Common causes: - Webhook not configured in GitHub (Settings > Webhooks) - Webhook URL is not accessible from GitHub (firewall, private cluster) - Webhook secret mismatch (X-Hub-Signature-256 validation failing)

On controller restart, the controller lists all open PRs with the kardinal label and reconciles any that were merged during downtime. If the controller recently restarted, wait 30 seconds and check again.

Symptom: "429 Too Many Requests" from webhook endpoint¶

The Bundle creation rate limit (100 req/min per Pipeline) has been exceeded. This typically means CI is creating Bundles faster than the controller can process them.

Reduce CI frequency or increase the rate limit via controller configuration.

Graph controller issues¶

Symptom: Graph CR created but no PromotionSteps appear¶

The Graph controller is not reconciling. Check:

# Is the Graph controller running?
kubectl get pods -n kro-system

# Check Graph status
kubectl get graph my-app-v1-29-0 -o yaml

If the Graph controller is not running, PromotionSteps will not be created. kardinal-promoter requires the Graph controller to be operational.

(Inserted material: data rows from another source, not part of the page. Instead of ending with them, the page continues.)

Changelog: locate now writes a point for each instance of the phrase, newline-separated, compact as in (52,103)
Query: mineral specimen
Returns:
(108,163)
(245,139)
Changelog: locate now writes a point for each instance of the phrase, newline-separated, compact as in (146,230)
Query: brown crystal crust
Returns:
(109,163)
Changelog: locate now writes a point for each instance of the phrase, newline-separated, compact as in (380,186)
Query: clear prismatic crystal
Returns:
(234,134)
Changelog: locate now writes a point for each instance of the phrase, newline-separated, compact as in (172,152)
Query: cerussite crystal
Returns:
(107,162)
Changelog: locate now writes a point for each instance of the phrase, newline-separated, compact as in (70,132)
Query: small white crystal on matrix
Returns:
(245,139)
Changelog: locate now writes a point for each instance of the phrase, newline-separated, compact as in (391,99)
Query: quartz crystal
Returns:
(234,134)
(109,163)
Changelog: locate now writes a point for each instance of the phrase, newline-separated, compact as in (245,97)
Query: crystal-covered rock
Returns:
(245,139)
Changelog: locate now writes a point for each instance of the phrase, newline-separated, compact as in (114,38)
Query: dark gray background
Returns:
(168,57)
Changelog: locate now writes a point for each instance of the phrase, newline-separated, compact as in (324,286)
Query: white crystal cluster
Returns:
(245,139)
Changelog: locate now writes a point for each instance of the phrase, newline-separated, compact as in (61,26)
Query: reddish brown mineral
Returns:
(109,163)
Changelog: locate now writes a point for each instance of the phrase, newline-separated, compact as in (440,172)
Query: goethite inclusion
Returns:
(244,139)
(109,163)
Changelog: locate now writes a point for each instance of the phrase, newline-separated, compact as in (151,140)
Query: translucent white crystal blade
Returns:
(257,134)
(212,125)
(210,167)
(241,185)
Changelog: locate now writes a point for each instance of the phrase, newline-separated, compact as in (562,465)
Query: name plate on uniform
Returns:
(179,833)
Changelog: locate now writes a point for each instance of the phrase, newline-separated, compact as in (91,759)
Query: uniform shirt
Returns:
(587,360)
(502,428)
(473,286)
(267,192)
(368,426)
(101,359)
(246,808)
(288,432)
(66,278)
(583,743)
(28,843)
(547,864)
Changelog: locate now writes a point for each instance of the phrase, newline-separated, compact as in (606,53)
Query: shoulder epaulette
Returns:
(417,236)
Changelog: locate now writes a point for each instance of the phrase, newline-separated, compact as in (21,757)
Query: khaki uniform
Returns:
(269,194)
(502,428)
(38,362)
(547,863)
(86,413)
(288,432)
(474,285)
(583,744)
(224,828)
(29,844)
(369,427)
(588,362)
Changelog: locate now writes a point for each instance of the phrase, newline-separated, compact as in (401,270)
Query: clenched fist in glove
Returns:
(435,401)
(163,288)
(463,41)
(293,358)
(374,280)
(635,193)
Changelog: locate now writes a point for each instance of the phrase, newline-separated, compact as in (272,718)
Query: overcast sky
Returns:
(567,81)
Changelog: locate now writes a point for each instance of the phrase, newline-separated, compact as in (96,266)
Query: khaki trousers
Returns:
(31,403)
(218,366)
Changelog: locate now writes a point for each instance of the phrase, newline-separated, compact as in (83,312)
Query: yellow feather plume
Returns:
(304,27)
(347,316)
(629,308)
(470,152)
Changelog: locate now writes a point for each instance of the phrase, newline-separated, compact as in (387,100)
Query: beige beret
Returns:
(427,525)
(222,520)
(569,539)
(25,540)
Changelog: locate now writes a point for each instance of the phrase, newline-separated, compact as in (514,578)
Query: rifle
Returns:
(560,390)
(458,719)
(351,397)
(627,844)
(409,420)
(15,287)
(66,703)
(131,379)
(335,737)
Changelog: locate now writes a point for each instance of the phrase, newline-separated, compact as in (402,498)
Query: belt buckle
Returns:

Symptom: Graph shows "Accepted: False"¶

The Graph spec is invalid. Check the Graph status conditions for the error message:

kubectl get graph my-app-v1-29-0 -o jsonpath='{.status.conditions}'

Common causes: - Invalid CEL expression in a readyWhen clause - Circular dependency between nodes - Reference to a non-existent node ID

Debugging commands¶

# Overview of all pipelines
kardinal get pipelines

# Detailed view of steps and gates
kardinal get steps my-app

# Why is an environment blocked?
kardinal explain my-app --env prod

# Continuous watch (re-evaluates on change)
kardinal explain my-app --env prod --watch

# Bundle history and evidence
kardinal history my-app

# List all policy gates
kardinal policy list

# Validate a policy file
kardinal policy test my-gate.yaml

# Simulate a gate evaluation
kardinal policy simulate --pipeline my-app --env prod --time "Saturday 3pm"

# Raw CRD inspection
kubectl get pipelines,bundles,promotionsteps,policygates -o wide
kubectl get graph -l kardinal.io/pipeline=my-app

PolicyGate never becomes Ready¶

Symptom: PolicyGate stays in FAIL or shows "CEL error"¶

# Check the gate's current status
kubectl get policygate my-gate -o yaml | grep -A10 status

# Show the expression and current evaluation
kardinal explain my-app --env prod

CEL syntax error: The expression failed to compile. Common mistakes: - Parentheses mismatch: !schedule.isWeekend (correct) vs !schedule.isWeekend() (wrong — it's a map field, not a function) - Unknown variable: bundle.spec.images[0].tag (correct) vs bundle.images.tag (wrong field path) - Type mismatch: comparing string to int without casting

Test your expression before applying:

kardinal policy simulate --pipeline my-app --env prod --time "Tuesday 10am"

gate.recheckInterval too long: The gate evaluates on each ScheduleClock tick. The default cluster clock interval is 1 minute. If your gate has recheckInterval: 10m, it will only re-evaluate every 10 minutes. For testing, reduce to recheckInterval: 30s.

Gate expression references an upstream environment that hasn't verified yet:

# Check upstream soak minutes — must be > 0 for soak gates to work
kubectl get promotionstep -l kardinal.io/bundle=my-app-v1 -o jsonpath='{range .items[*]}{.metadata.name}: {.status.state}{"\n"}{end}'

Symptom: PolicyGate stays FAIL even when condition should pass¶

# Force re-evaluation by annotating the gate
kubectl annotate policygate no-weekend-deploys \
  kardinal.io/force-recheck=$(date +%s) --overwrite

# Or trigger a ScheduleClock tick
kubectl annotate scheduleclock kardinal-clock \
  kardinal.io/manual-tick=$(date +%s) -n kardinal-system --overwrite

SCM provider failures¶

Symptom: "git push failed: 403 Forbidden" or "remote: Permission to ... denied"¶

The GitHub PAT has expired or lacks the required scope.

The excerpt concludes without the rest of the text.